そうとすれば、本願商標は、その構成文字全体に相応して「イーチケット」と読まれ、その一連の称呼を生ずるほか、「切符、券」の語義をもって一般に馴染まれた語である「TICKET」の文字部分に相応して、単に「チケット」(切符、券)の称呼・観念をもって取引に資されるものといわざるを得ない。

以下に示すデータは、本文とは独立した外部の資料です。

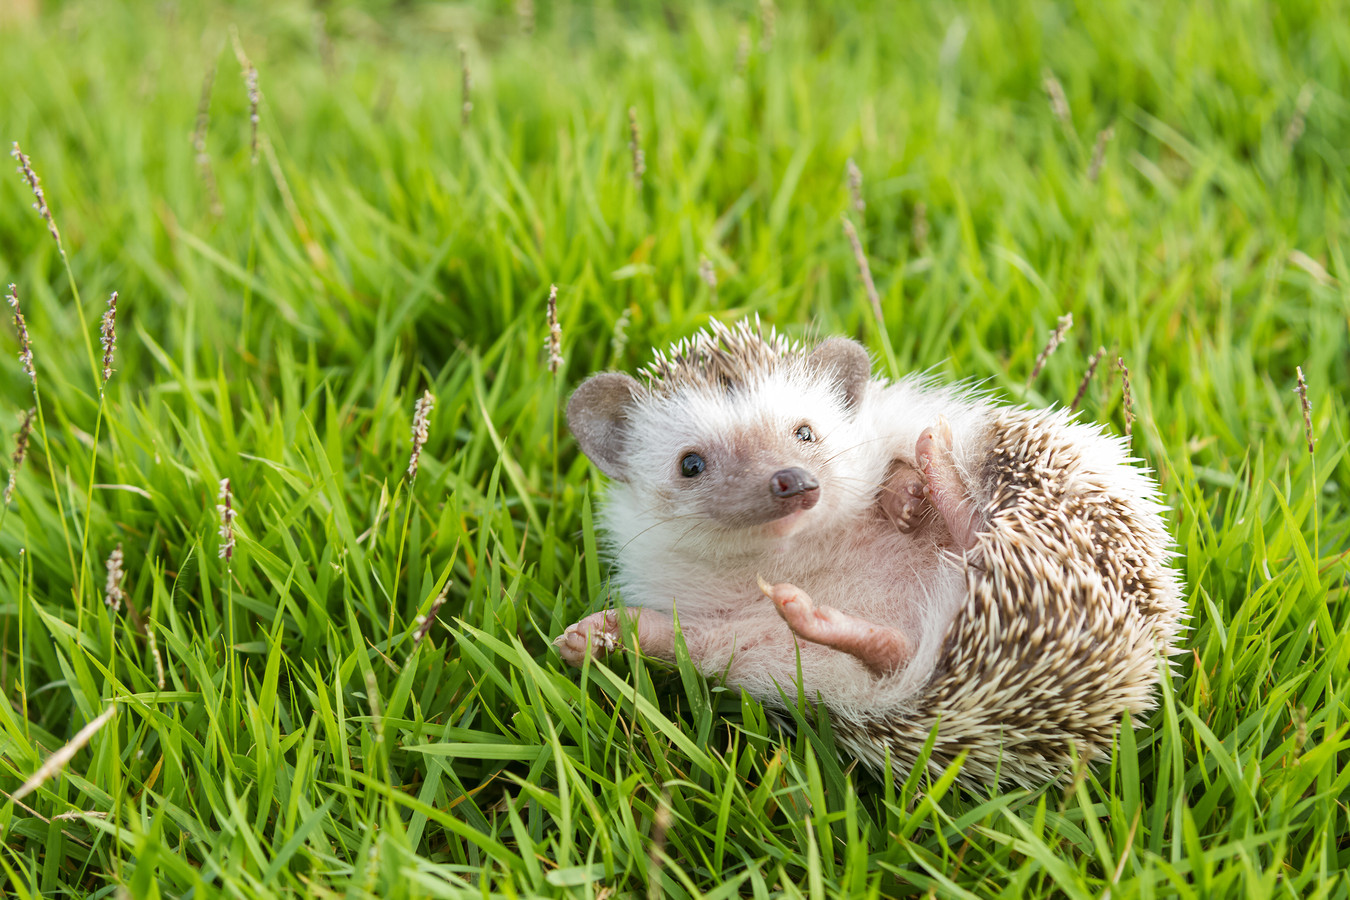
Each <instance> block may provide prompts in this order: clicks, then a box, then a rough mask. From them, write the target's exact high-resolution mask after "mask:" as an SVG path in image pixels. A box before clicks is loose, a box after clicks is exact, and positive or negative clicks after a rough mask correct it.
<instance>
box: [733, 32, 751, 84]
mask: <svg viewBox="0 0 1350 900" xmlns="http://www.w3.org/2000/svg"><path fill="white" fill-rule="evenodd" d="M749 67H751V27H749V26H748V24H742V26H741V34H740V36H738V38H737V39H736V74H738V76H744V74H745V72H747V70H748V69H749Z"/></svg>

他方、引用商標は、その構成前記のとおり「チケット」、「TICKET」の文字よりなるものであり、これに相応して「チケット」(切符、券)の称呼・観念をもって取引に資されること明らかである。

そうすると、本願商標と引用商標とは、「チケット」(切符、券)の称呼・観念を同じくする類似の商標であり、構成全体の外観の差を考慮しても、なお両商標は類似の商標というべきである。

そして、本願商標と指定商品は引用商標の指定商品と同一又は類似の商品を含むものである。

してみれば、本願商標が、商標法第4項第1項第11号に該当するとした原査定は妥当なものであって、取り消すべき限りでない。

よって、結論のとおり審決する。